I have found only few typos:
Line 61: …role in processes
Line 64: …a hallmark of ??
Line 67: …Delete “it”
Line 89: …(RISC)-induced
Line 102: In the phrase “…therapeutic agents such as those discussed in this review [11,21–23]” perhaps the refs should be placed after “agents”
Author Response
Authors’ Response:
We thank the Reviewer for this constructive feedback and for highlighting a key point to improve the modernity for the manuscript. We have addressed the comments by including new paragraphs outlining the two mentioned phenomena; Polypoid Giant Cancer Cells and apoptosis reversal cancer cells, and how epigenetic controls could be utilised to overcome these events. We have also now added six new references (references 172-177), including the two suggested publications; PMID: 30040989 and PMID:29476980. These new paragraphs have been incorporated into lines 394 to 409 with the below statements:
“In addition, one puzzling phenomenon in cancer treatment is recurrence of cancer cells in a more aggressive manner and avoidance of apoptosis with higher metastatic potential [172]. The reversal of apoptosis is seen in some cancer cells and often results in more aggressive tumours and metastasis.

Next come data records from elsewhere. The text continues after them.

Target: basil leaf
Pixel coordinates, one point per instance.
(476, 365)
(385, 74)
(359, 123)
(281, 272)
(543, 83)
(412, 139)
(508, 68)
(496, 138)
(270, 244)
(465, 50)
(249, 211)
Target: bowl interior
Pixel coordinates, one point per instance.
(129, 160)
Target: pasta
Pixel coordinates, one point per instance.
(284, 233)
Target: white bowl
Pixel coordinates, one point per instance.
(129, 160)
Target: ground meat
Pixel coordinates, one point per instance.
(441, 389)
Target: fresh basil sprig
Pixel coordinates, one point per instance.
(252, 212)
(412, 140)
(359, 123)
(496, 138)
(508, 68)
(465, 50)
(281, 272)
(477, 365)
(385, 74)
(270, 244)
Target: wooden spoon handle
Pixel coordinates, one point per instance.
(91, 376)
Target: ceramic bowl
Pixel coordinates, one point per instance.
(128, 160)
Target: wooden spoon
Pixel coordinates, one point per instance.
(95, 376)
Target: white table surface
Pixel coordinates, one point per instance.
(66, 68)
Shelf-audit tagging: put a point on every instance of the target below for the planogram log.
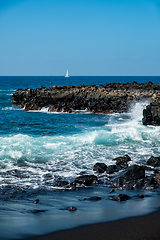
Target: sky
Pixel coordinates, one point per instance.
(87, 37)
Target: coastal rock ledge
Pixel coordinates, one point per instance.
(113, 97)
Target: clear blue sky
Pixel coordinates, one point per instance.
(87, 37)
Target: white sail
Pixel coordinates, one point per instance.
(67, 74)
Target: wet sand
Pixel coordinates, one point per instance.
(135, 228)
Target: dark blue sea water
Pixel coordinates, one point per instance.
(38, 148)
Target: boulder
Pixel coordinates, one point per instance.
(151, 115)
(86, 180)
(154, 161)
(71, 209)
(134, 172)
(100, 167)
(94, 198)
(111, 169)
(157, 178)
(121, 162)
(120, 197)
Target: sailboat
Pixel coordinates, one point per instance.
(67, 74)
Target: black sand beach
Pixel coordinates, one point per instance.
(135, 228)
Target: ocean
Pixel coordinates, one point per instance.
(38, 148)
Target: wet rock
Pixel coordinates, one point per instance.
(151, 115)
(111, 169)
(61, 183)
(157, 178)
(131, 178)
(141, 196)
(154, 161)
(86, 180)
(71, 209)
(37, 201)
(94, 198)
(100, 167)
(122, 162)
(120, 197)
(36, 211)
(134, 172)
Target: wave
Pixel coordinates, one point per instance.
(32, 157)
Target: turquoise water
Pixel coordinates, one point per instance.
(34, 145)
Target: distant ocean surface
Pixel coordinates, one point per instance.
(34, 145)
(37, 148)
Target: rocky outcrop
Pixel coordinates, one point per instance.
(151, 115)
(113, 97)
(154, 161)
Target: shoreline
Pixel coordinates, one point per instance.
(133, 228)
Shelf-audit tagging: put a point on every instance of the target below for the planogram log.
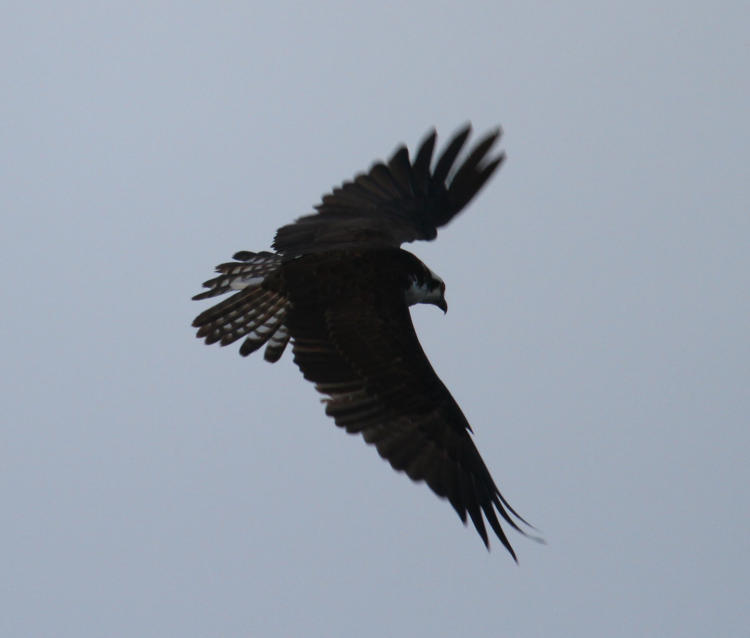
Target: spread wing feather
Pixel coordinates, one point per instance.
(395, 202)
(364, 355)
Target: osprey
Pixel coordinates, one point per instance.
(339, 286)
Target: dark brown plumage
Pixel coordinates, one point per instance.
(339, 287)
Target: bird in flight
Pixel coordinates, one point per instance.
(338, 285)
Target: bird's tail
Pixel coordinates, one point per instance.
(254, 312)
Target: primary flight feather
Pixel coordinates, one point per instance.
(339, 286)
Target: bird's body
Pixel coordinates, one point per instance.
(339, 287)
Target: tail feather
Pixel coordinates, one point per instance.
(253, 312)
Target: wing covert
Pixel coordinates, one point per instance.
(365, 356)
(397, 202)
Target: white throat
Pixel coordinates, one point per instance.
(426, 291)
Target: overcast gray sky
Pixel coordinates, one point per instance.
(597, 338)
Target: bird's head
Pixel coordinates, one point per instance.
(427, 287)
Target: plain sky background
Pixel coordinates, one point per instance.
(598, 337)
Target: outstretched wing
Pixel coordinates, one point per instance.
(396, 202)
(363, 353)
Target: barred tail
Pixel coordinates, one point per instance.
(254, 312)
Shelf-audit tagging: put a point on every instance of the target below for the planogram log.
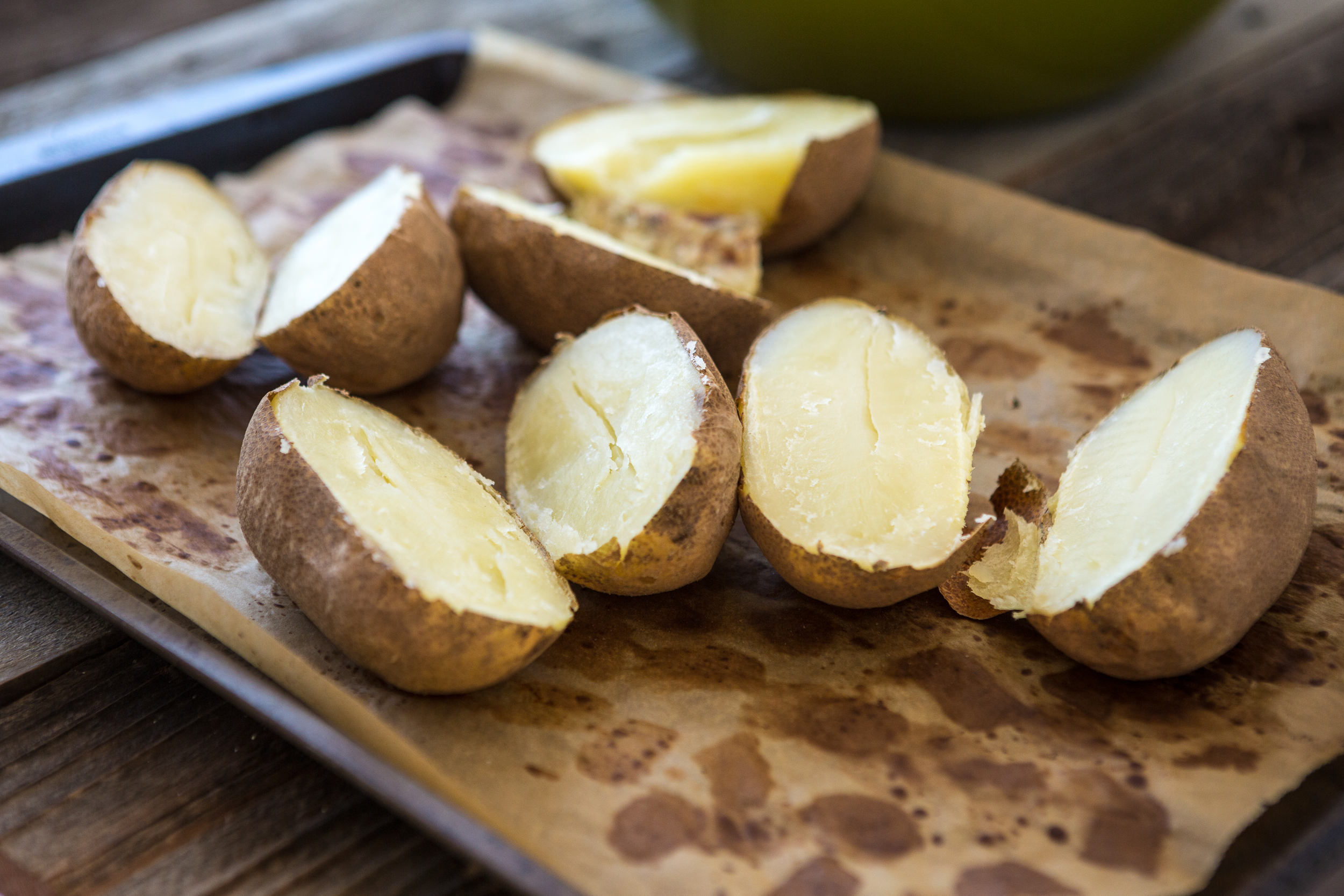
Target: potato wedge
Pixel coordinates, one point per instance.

The exact mechanism behind this event is still unknown however this reversal process is known to trigger a transition from non-stem cancer cells (NSCCs) to CSCs, which potentially could be suppressed through the use of DNA methylation or demethylation inhibitors before apoptosis induction [172]. A particular state of the tumour cells termed as polyploid giant cancer cells (PGCCs) has been suggested to be responsible for facilitating the escape from therapeutics-induced senescence [173,174]. Tumours can originate from a stem cell via dedifferentiation so therefore the use of DNMT inhibitors may reactivate tumour suppressor genes which could disrupt PGCC-mediated dedifferentiation and the development and progression of tumours [175,176]. The level of PGCCs increases after exposure to chemotherapeutic drugs like 5-fluorouracil (5-FU) [176]. 5-fluorouracil is used to treat colorectal cancer (CRC), interestingly, resistance of CRC to 5-FU has been reported to be associated with the upregulation of nuclear factor-erythroid 2-related factor 2 (Nrf2) via DNA demethylase ten-eleven translocation (TET)-dependent DNA methylation [177]. Therefore, epi-miR based therapeutics strategies should consider the aftermath of any targeted treatment.”
We have also corrected the typographical errors stated above in lines 61, 64, 67, 89 and moved the in-text references in line 102 to be after the word “agents”.